New York Mayor Bill de Blasio cited the need to attract higher-paying jobs in his annual State of the City address.

"We have to drive up incomes," de Blasio said Monday night at the Apollo Theater in Harlem. "That means actually helping people to get the kind of jobs that allow you to afford to live in New York City. Good paying jobs."

The mayor, in the final year of his first team and seeking re-election, kept his comments general.

In last year's speech, by contrast, he released plans for a Brooklyn-Queens light-rail service with an initial cost of $2.5 billion, with capital raised through a nascent nonprofit with the authority to issue tax-exempt bonds.

"The affordability crisis is a fundamental and a profound problem. It's deep but it's not complex," said de Blasio. "The math is real simple. Housing costs kept rising and rising, but incomes didn't."

The mayor repeated his running concerns about the uncertainty of Republican Donald Trump's presidency.

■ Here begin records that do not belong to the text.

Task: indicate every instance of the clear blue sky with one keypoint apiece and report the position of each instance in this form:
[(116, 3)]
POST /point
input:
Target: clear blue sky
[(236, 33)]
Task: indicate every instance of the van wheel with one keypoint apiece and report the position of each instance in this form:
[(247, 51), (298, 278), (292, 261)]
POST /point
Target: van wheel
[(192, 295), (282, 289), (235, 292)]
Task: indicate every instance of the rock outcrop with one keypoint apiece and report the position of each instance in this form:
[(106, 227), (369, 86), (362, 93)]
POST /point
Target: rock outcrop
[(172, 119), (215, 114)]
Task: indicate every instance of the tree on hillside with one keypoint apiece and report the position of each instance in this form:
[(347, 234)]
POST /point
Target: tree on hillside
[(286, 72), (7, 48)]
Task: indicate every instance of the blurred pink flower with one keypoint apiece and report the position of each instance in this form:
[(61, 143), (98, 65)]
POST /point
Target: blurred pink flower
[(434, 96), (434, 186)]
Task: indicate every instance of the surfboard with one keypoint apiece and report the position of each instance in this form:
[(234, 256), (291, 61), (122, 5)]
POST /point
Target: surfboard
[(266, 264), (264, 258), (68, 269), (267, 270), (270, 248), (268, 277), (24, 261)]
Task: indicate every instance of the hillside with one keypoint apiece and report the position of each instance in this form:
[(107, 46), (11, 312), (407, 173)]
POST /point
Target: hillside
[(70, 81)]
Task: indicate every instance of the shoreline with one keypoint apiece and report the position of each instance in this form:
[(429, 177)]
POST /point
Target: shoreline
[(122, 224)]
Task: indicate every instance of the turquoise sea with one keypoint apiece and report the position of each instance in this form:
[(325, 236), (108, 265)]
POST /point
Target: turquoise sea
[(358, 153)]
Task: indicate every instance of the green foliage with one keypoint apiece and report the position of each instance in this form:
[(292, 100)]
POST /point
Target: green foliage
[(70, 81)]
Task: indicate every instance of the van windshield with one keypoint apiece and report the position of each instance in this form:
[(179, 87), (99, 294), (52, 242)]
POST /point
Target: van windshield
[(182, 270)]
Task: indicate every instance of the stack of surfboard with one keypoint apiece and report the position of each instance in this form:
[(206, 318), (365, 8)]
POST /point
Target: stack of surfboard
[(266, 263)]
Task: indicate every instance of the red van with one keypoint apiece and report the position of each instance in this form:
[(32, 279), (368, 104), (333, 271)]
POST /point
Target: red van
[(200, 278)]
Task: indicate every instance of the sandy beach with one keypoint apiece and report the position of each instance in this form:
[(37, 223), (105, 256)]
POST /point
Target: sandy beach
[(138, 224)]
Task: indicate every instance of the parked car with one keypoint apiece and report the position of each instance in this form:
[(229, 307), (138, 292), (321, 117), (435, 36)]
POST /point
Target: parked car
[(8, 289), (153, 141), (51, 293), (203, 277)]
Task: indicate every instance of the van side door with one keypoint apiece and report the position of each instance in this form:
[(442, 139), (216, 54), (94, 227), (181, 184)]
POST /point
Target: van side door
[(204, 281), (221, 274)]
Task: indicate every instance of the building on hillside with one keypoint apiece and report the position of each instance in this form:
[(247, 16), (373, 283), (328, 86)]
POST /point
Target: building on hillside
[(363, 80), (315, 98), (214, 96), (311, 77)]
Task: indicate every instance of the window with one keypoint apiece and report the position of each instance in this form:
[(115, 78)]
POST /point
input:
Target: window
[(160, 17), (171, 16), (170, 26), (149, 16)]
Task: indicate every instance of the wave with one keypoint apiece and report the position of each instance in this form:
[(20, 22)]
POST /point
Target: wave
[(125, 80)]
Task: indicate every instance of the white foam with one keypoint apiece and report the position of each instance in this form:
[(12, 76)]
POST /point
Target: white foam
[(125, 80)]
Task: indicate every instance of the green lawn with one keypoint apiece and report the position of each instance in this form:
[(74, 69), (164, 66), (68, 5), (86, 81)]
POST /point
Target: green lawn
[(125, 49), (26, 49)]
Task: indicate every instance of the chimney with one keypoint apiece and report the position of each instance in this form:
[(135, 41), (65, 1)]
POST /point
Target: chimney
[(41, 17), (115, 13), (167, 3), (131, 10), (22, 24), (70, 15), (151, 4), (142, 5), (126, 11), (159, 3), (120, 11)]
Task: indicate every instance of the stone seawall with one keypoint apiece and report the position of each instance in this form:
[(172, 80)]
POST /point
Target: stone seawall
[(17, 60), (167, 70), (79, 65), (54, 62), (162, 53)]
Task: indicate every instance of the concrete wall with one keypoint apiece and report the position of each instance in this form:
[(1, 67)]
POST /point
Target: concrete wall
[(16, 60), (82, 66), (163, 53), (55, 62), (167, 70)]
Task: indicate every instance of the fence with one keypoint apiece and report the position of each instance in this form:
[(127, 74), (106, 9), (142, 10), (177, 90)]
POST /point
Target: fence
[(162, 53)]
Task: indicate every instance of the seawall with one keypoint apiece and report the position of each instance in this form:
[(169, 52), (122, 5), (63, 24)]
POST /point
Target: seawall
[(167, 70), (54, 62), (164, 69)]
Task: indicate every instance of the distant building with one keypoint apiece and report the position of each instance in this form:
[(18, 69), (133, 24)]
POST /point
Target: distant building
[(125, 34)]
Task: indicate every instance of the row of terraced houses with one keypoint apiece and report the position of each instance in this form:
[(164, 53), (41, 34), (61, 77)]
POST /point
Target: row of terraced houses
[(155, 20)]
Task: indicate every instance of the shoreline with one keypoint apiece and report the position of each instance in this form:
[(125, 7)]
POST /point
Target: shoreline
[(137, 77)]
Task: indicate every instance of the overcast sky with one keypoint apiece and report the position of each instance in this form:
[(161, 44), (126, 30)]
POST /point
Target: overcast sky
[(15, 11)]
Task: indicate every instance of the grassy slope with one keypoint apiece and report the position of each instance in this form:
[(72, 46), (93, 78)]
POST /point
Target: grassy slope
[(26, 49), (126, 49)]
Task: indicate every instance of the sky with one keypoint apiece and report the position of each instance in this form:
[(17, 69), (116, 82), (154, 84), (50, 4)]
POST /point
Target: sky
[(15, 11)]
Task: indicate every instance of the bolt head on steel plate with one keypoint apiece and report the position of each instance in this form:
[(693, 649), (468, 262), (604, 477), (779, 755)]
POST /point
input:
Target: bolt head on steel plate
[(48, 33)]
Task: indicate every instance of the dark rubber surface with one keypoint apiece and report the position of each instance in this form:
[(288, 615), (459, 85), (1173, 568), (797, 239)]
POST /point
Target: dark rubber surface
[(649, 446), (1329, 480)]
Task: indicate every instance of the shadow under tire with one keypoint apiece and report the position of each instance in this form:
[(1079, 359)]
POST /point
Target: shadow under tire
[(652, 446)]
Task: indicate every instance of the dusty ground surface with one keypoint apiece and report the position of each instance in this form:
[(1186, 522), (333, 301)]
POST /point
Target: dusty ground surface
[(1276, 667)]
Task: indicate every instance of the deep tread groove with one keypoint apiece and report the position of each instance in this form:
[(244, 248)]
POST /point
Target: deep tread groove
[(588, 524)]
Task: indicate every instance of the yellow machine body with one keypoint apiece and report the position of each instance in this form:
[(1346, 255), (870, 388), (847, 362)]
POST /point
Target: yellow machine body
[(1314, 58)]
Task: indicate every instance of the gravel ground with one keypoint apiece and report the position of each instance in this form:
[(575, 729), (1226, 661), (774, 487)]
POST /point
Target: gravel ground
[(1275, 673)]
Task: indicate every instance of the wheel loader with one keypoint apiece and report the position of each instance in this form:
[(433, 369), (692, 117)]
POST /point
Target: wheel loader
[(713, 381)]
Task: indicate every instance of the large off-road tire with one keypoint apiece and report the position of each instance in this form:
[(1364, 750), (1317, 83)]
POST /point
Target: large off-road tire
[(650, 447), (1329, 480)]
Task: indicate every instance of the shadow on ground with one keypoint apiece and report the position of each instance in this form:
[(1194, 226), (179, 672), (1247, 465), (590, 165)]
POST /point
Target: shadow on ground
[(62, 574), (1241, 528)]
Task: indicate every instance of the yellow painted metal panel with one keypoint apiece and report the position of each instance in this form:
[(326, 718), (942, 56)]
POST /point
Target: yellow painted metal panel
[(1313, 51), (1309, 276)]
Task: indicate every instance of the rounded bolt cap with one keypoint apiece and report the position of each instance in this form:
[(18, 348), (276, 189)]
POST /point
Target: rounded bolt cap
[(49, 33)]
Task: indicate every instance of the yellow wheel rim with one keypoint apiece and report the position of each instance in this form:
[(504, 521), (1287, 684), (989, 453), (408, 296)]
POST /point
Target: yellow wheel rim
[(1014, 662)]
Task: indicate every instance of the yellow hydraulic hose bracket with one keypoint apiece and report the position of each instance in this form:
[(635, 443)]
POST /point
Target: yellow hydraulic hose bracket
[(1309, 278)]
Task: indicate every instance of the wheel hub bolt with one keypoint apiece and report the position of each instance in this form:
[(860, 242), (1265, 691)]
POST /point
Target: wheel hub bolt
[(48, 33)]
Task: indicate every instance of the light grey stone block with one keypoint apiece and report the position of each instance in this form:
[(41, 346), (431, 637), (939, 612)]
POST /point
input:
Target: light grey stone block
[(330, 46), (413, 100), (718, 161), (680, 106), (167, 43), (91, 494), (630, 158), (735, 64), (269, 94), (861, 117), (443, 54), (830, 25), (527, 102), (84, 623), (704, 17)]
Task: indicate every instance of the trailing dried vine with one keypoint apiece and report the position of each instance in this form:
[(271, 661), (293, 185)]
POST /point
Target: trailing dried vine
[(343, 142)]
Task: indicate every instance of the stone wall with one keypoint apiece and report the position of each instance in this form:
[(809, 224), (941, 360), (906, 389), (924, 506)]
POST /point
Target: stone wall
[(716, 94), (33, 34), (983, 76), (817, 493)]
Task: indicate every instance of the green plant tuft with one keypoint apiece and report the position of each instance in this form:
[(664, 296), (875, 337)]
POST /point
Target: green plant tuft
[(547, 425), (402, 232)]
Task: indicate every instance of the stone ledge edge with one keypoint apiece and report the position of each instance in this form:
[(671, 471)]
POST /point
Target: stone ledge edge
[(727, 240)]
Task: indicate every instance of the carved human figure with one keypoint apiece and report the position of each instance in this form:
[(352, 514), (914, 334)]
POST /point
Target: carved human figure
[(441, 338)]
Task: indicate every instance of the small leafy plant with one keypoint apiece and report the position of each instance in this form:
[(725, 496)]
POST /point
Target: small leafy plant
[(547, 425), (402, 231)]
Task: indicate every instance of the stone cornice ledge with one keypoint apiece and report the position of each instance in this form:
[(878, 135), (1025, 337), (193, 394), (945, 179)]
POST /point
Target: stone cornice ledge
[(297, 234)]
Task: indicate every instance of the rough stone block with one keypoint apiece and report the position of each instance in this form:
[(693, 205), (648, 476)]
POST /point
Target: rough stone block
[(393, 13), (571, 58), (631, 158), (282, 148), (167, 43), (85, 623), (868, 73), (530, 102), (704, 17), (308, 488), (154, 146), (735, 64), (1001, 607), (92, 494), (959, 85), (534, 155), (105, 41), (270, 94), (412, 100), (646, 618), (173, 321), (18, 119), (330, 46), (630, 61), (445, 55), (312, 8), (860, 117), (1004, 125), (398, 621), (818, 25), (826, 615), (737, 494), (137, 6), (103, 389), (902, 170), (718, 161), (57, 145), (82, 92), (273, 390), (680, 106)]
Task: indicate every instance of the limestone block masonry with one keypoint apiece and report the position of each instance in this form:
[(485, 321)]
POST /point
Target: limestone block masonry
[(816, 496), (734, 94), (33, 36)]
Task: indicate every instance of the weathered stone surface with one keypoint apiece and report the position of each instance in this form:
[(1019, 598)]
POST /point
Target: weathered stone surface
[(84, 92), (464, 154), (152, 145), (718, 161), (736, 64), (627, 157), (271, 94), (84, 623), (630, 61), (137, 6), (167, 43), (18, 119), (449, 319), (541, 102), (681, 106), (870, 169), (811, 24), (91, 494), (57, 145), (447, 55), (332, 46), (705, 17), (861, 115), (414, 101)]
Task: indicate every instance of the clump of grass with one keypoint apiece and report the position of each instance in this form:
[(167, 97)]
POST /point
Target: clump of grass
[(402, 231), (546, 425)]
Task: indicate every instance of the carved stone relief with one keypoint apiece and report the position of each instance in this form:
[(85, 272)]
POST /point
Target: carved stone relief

"There [are] a lot of people in the city right now who fear for what's happening, and they fear that Washington won't have their back, that Washington is against them," said de Blasio.

De Blasio, who three weeks ago released his $84.7 billion executive budget for fiscal 2018, repeated his call for a "mansion tax," which faces an uphill battle in Albany, where Republicans control the state Senate.

Such a levy on home sales that exceed $2 million would provide $336 million, said the mayor. The funds, he added, could provide affordable housing for 25,000 elderly city residents.

"If we speak loudly, Albany will listen," he said.